An interesting report at Bloomberg on the wealth that Vladimir Putin has accumulated via his stakes in Russian companies like Gazprom and Surgutneftegaz:

The media reports, which often cite one another, ultimately tend to rely on one primary source: a November 2007 interview given by a prominent member of Moscow’s chattering classes, Stanislav Belkovsky, to the German daily Die Welt. In the interview, he claimed that Putin “controlled” 37 percent of the oil company Surgutneftegaz and 4.5 percent of natural gas monopoly Gazprom. The $40 billion estimate of Putin’s fortune was simply the 2007 market price of these stakes.

“And these numbers are substantiated?” Die Welt journalist Manfred Quiring asked. “These numbers are correct,” Belkovsky replied, and that was that.

Interviewers regularly ask Belkovsky about the $40 billion number. “That figure could now have changed, I believe at the level of $60-70 billion,” Belkovsky told Maeve McClenaghan of the Bureau of Investigative Journalism.

There has never been the slightest bit of evidence that Putin actually owns stakes in Surgutneftegaz or Gazprom.
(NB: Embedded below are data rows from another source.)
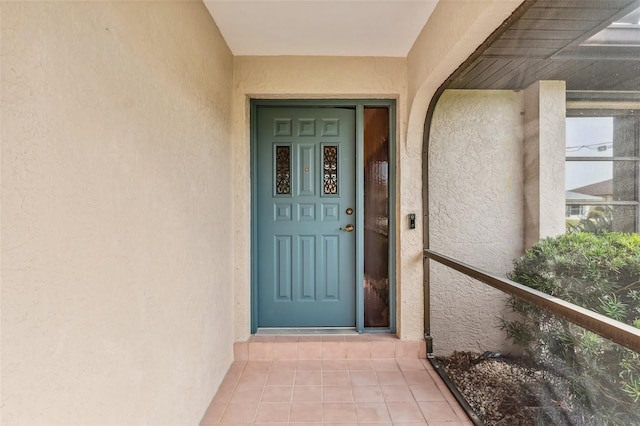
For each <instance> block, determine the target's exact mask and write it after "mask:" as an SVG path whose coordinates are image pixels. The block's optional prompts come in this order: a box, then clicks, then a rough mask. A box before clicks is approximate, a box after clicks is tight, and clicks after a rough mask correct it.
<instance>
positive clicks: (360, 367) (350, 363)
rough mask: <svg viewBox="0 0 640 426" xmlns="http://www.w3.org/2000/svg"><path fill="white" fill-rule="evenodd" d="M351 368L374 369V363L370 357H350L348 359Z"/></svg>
mask: <svg viewBox="0 0 640 426" xmlns="http://www.w3.org/2000/svg"><path fill="white" fill-rule="evenodd" d="M347 364H348V365H349V370H358V371H362V370H373V364H371V360H370V359H349V360H347Z"/></svg>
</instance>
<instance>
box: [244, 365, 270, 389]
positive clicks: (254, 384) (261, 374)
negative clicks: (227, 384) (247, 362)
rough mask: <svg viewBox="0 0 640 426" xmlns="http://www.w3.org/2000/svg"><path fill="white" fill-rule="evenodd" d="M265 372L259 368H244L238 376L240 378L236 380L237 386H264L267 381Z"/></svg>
mask: <svg viewBox="0 0 640 426" xmlns="http://www.w3.org/2000/svg"><path fill="white" fill-rule="evenodd" d="M268 374H269V373H267V372H266V371H260V370H250V369H246V370H245V371H244V372H243V373H242V376H240V380H239V381H238V386H240V385H253V386H264V385H265V383H266V382H267V375H268Z"/></svg>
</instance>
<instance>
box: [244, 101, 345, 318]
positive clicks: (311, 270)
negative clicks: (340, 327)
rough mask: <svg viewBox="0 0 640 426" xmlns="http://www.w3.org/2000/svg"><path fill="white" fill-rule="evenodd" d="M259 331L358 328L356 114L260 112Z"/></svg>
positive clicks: (263, 110) (302, 110)
mask: <svg viewBox="0 0 640 426" xmlns="http://www.w3.org/2000/svg"><path fill="white" fill-rule="evenodd" d="M256 111H257V144H256V145H257V162H256V168H257V171H256V173H255V175H254V176H255V177H256V179H257V183H256V187H257V194H256V196H257V200H256V202H257V216H258V217H257V220H256V224H257V256H258V258H257V267H258V270H257V282H258V286H257V291H258V297H257V299H258V326H259V327H353V326H355V308H356V297H355V293H356V291H355V282H356V280H355V242H356V232H348V231H344V230H341V228H344V227H346V226H347V225H348V224H351V225H354V224H355V214H352V215H347V214H346V213H345V212H346V210H347V209H348V208H351V209H355V111H354V110H353V109H344V108H304V107H301V108H280V107H269V106H259V107H258V108H257V109H256Z"/></svg>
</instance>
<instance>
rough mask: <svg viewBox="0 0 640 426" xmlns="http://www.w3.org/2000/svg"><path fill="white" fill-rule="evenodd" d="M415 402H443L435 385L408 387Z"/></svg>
mask: <svg viewBox="0 0 640 426" xmlns="http://www.w3.org/2000/svg"><path fill="white" fill-rule="evenodd" d="M409 388H410V389H411V393H413V397H414V398H415V400H416V401H445V397H444V395H443V394H442V392H441V391H440V388H438V386H436V384H435V383H429V384H420V385H409Z"/></svg>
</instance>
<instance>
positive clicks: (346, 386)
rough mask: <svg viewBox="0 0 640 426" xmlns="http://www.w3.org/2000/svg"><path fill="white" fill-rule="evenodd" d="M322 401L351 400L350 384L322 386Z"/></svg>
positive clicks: (342, 400)
mask: <svg viewBox="0 0 640 426" xmlns="http://www.w3.org/2000/svg"><path fill="white" fill-rule="evenodd" d="M322 401H323V402H353V394H352V392H351V386H323V387H322Z"/></svg>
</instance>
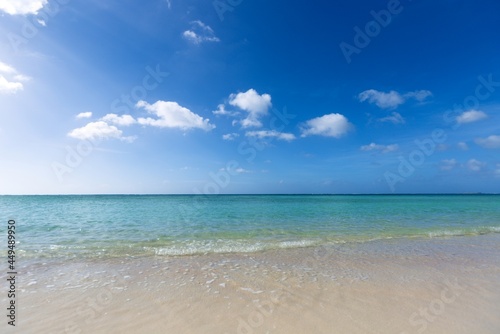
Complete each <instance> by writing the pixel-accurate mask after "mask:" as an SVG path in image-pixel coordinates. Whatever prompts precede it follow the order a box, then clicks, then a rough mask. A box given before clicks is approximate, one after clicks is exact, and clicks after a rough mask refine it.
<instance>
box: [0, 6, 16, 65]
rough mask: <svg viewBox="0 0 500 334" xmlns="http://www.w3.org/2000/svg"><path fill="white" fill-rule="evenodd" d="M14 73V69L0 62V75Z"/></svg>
mask: <svg viewBox="0 0 500 334" xmlns="http://www.w3.org/2000/svg"><path fill="white" fill-rule="evenodd" d="M0 1H1V0H0ZM16 72H17V71H16V69H15V68H14V67H12V66H10V65H7V64H5V63H3V62H1V61H0V73H6V74H15V73H16Z"/></svg>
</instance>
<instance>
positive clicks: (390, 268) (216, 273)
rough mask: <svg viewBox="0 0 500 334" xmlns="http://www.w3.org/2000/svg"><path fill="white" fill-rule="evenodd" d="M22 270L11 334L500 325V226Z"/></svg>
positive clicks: (400, 332)
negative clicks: (221, 253) (22, 333)
mask: <svg viewBox="0 0 500 334" xmlns="http://www.w3.org/2000/svg"><path fill="white" fill-rule="evenodd" d="M22 262H23V260H22V259H20V260H19V263H20V265H21V266H23V265H22ZM19 271H20V275H19V277H18V283H17V284H18V290H19V295H18V300H17V303H18V305H19V309H18V314H17V326H16V328H15V330H12V328H9V327H10V326H7V324H6V321H4V322H5V323H4V324H1V325H0V328H2V333H3V332H5V333H9V332H17V333H209V334H210V333H218V334H219V333H228V334H229V333H231V334H232V333H238V334H240V333H245V334H248V333H287V334H290V333H398V334H402V333H408V334H409V333H499V332H500V316H499V315H500V235H498V234H495V235H485V236H477V237H453V238H449V239H448V238H435V239H425V240H424V239H414V240H408V239H407V240H382V241H373V242H368V243H362V244H361V243H360V244H356V243H352V244H339V245H331V246H324V247H317V248H301V249H288V250H276V251H266V252H261V253H252V254H216V255H214V254H212V255H199V256H183V257H161V256H155V257H139V258H113V259H93V260H90V259H86V260H81V259H80V260H76V259H74V260H71V261H68V260H65V261H59V260H55V259H51V260H49V259H47V260H43V261H42V260H40V259H38V260H36V261H33V260H32V261H31V262H30V263H28V261H27V260H26V261H25V263H24V266H23V268H22V269H21V270H19ZM2 280H3V281H5V279H2ZM4 295H5V294H4ZM4 295H2V299H1V303H2V304H1V305H7V304H6V303H7V299H6V296H4ZM2 308H3V307H2ZM4 329H6V330H5V331H4Z"/></svg>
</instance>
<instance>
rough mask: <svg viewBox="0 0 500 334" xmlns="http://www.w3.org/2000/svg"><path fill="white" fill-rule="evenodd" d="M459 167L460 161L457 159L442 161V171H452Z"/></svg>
mask: <svg viewBox="0 0 500 334" xmlns="http://www.w3.org/2000/svg"><path fill="white" fill-rule="evenodd" d="M457 165H458V161H457V160H455V159H444V160H441V167H440V168H441V170H452V169H453V168H455V167H456V166H457Z"/></svg>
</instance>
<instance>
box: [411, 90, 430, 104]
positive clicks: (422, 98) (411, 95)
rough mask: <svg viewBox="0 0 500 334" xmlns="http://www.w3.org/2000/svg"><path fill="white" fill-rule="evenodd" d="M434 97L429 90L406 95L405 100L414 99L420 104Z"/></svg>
mask: <svg viewBox="0 0 500 334" xmlns="http://www.w3.org/2000/svg"><path fill="white" fill-rule="evenodd" d="M430 96H432V93H431V92H430V91H428V90H416V91H413V92H409V93H406V94H405V95H404V97H405V98H414V99H415V100H417V101H418V102H423V101H424V100H425V99H426V98H428V97H430Z"/></svg>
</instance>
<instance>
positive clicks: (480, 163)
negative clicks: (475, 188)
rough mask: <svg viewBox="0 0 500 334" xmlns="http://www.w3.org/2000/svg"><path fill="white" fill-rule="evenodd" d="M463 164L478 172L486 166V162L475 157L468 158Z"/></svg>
mask: <svg viewBox="0 0 500 334" xmlns="http://www.w3.org/2000/svg"><path fill="white" fill-rule="evenodd" d="M465 166H466V167H467V168H468V169H470V170H471V171H473V172H479V171H481V170H482V169H483V168H484V167H485V166H486V163H484V162H481V161H479V160H476V159H470V160H469V161H467V163H466V164H465Z"/></svg>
The Western journalists using Belkovsky as a source either do not know who he is or print his allegations simply because they are colorful. “What game Mr. Belkovsky is playing — and on whose behalf — is unclear,” the Telegraph of London warned in a story copiously citing Belkovsky’s allegations.

If the upper tier estimates are true, then Vladimir Putin may be as rich (or even richer) than Bill Gates, whose estimated worth is around $70 billion.